Более с отцом не считают нужным объясняться. Впрочем, он, по-видимому, только для проформы спросил, а в сущности его лишь в слабой степени интересует происходящее. Он раз навсегда сказал себе, что в доме царствует невежество и что этого порядка вещей никакие силы небесные изменить не могут, и потому заботится лишь о том, чтобы домашняя сутолока как можно менее затрогивала его лично.
Вечером, у Сунцовых, матушка, как вошла в зал, уже ищет глазами. Так и есть, «Шематон» стоит у самого входа и, сделавши матушке глубокий поклон, напоминает сестрице, что первая кадриль обещана ему.
– Условились! – мысленно восклицает матушка. Она решается не видеть и удаляется в гостиную.
Из залы доносятся звуки кадрили на мотив «Шли наши ребята»; около матушки сменяются дамы одна за другой и поздравляют ее с успехами дочери. Попадаются и совсем незнакомые, которые тоже говорят о сестрице. Чтоб не слышать пересудов и не сделать какой-нибудь истории, матушка вынуждена беспрерывно переходить с места на место. Хозяйка дома даже сочла нужным извиниться перед нею.
– Представьте себе… Клещевинов! Совсем мы об нем и не думали – вдруг сегодня Обрящин привез его к нам… извините, бога ради!

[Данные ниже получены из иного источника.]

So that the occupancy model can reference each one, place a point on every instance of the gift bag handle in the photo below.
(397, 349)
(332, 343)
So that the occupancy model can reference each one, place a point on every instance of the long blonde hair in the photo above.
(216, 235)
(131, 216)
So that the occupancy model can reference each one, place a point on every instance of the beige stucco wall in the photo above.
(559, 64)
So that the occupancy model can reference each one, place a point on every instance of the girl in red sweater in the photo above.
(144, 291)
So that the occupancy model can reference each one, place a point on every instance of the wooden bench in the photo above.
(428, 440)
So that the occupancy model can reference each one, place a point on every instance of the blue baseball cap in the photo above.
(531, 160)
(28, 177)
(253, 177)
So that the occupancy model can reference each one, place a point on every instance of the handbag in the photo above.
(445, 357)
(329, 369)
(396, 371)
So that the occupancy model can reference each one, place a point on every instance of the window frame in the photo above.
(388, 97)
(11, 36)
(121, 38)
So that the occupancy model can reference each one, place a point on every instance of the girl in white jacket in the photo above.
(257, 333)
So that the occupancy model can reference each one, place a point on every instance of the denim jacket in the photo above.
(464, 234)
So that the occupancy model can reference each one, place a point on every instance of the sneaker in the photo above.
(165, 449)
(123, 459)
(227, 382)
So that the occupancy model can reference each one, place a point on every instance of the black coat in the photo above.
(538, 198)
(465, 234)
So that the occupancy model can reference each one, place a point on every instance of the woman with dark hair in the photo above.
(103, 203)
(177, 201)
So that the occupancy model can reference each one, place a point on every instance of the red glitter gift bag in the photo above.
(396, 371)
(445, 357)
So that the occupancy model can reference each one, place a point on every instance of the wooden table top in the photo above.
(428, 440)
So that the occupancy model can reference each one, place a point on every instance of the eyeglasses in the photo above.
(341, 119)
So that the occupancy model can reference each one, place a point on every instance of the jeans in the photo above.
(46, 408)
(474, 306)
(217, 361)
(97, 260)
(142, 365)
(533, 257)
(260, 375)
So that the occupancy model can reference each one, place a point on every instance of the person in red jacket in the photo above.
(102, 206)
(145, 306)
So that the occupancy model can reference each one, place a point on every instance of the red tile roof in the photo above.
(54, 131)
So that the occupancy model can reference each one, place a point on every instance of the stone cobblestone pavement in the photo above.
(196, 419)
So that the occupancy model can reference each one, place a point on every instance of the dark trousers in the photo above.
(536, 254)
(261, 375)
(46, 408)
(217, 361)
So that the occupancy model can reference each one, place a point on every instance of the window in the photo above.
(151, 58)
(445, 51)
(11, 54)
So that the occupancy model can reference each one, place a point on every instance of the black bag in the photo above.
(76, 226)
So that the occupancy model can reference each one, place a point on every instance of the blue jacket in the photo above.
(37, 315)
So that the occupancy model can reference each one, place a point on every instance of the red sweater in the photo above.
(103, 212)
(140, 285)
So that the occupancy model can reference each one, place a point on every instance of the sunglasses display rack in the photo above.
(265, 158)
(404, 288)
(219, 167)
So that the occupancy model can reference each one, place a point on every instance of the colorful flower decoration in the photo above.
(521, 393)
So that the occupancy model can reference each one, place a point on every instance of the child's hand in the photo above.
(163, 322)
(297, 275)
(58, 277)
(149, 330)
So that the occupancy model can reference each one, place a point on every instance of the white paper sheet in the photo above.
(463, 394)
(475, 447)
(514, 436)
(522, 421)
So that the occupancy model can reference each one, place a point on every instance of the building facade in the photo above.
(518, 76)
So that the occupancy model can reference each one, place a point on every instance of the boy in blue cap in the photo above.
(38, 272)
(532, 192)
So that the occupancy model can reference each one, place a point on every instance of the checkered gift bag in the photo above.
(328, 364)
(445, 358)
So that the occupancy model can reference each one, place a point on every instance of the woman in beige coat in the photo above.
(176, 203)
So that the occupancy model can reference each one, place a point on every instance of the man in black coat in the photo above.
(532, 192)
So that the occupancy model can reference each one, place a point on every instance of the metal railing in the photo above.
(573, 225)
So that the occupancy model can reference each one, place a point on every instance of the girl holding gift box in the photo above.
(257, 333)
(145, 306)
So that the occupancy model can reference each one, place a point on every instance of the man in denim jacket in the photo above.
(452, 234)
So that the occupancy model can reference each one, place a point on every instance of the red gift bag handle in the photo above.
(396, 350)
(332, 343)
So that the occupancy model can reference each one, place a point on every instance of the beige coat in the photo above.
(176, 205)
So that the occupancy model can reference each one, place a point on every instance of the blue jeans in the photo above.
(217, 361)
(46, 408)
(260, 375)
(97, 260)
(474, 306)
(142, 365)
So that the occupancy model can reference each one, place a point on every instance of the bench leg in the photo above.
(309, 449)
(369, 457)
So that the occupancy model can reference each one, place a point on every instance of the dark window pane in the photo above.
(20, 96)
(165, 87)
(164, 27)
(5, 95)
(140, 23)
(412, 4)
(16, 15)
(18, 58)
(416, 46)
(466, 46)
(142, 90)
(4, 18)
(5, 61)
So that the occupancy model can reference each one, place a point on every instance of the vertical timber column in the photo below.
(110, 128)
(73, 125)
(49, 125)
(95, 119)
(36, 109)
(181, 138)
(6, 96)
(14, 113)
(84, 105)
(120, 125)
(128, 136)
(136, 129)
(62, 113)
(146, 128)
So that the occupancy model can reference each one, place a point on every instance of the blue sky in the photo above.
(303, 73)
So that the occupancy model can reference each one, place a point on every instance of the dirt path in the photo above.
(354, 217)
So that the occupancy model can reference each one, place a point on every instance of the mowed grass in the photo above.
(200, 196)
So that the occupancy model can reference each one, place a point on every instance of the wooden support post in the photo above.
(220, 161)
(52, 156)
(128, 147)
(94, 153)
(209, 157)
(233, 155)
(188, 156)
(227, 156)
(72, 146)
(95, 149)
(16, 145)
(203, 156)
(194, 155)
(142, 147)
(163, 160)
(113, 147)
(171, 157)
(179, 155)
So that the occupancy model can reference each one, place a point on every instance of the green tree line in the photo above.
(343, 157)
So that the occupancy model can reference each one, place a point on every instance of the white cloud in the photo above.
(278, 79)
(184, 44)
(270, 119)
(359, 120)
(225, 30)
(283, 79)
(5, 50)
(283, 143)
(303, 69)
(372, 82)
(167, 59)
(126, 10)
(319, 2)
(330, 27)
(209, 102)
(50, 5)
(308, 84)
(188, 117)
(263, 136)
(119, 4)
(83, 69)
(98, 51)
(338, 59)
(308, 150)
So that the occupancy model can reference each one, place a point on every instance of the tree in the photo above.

– Что ж передо мной извиняться! извиняйтесь сами перед собой! – холодно отвечает матушка.
И в голову ее западает давным-давно покинутая мысль:
«Вот если б у меня настоящий муж был, никто бы меня обидеть не смел! А ему и горя мало… замухрышке!»
Ей кажется, что вечер тянется несносно долго. Несколько раз она не выдерживает, подходит к дочери и шепчет: «Не пора ли?» Но сестрица так весела и притом так мило при всех отвечает: «Ах, маменька!» – что нечего и думать о скором отъезде.
«Хоть бы ужинать-то дали! – думает матушка, – а то отпотчуют, по-намеднишнему, бутербродами с колбасой да с мещерским сыром!»
Наконец!!
Сряду три дня матушка ездит с сестрицей по вечерам, и всякий раз «он» тут как тут. Самоуверенный, наглый. Бурные сцены сделались как бы обязательными и разыгрываются, начинаясь в возке и кончаясь дома. Но ни угрозы, ни убеждения – ничто не действует на «взбеленившуюся Надёху». Она точно с цепи сорвалась.
«Не иначе, как они уже давно снюхались!» – убеждается матушка и, чтобы положить конец домашнему бунту, решается принять героическую меру.
Никого не предупредивши, она шлет в Малиновец письмо с приказанием немедленно отапливать дом и с извещением, что вслед за сим приедет сама.